In general, it is important to note that injury criteria are restricted to the conditions specified in their definitions. Application to other conditions, for example to other impact directions, has to be addressed carefully. Adjustments in the test procedure and/or the evaluation and the interpretation of the results obtained might be necessary. This holds, of course, also true for the choice of the anthropomorphic test devices. As described in Sect.​ 2.​6.​1, the designs of a dummy, and especially of a dummy neck, are very different. Therefore, when assessing neck injury by determination of neck loads and injury criteria, the influence of the dummy is always inherent (e.g. Muser et al. 2000, 2002; Bortenschlager et al. 2007). In this context it should be pointed out that there is currently no rear impact dummy available representing a female. Likewise specific injury criteria addressing the risk of female occupants are lacking, although the high incidence rate of soft tissue neck injuries in females is established. First steps towards female injury criteria and a female rear-end dummy were undertaking in recent years, but are not yet concluded (e.g. Schmitt et al. 2012; Carlsson et al. 2012b; Linder et al. 2013).

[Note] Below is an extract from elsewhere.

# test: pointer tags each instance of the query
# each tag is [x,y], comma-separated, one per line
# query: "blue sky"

With respect to neck injury, the neck injury criteria NIC (Boström et al. 1996), N_ij (Klinich et al. 1996; Kleinberger et al. 1998), and N_km (Schmitt 2001; Schmitt et al. 2002a) are often used. While N_ij was designed to detect severe neck injuries in frontal impact, the other two were developed with regard to soft tissue neck injuries in rear-end impacts. Work by Kullgren et al. (2003), Muser et al. (2003) and Davidsson and Kullgren (2011) show that NIC and N_km correlate well with the risk of AIS1 neck injury sustained in rear-end collisions.

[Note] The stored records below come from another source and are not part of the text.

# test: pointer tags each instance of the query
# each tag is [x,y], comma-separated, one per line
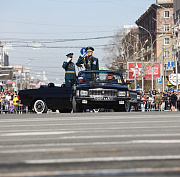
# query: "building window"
[166,54]
[166,41]
[166,28]
[166,14]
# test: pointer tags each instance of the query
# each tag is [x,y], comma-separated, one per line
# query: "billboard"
[6,73]
[147,70]
[163,1]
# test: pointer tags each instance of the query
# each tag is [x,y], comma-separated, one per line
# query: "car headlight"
[77,92]
[121,93]
[84,93]
[138,97]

Consequently, these criteria are also included in the recently introduced “whiplash” related seat test procedures by Euro NCAP (see Sect.​ 2.​6). Although the biomechanical foundation of this Euro NCAP assessment scheme is weak in several aspects (e.g. Bortenschlager et al. 2007; Farmer et al. 2008; Schmitt and Muser 2009), a correlation between such consumer tests and real-life outcome is not necessarily excluded; Kullgren et al. (2010) did in fact find a good correlation between Euro NCAP results and real-world crash and injury ratings. Further studies have also shown that cars fitted with more advanced whiplash protection systems performed better in dynamic testing and had a lower injury risk in real-life (e.g. Kullgren et al. 2007; Farmer et al. 2008).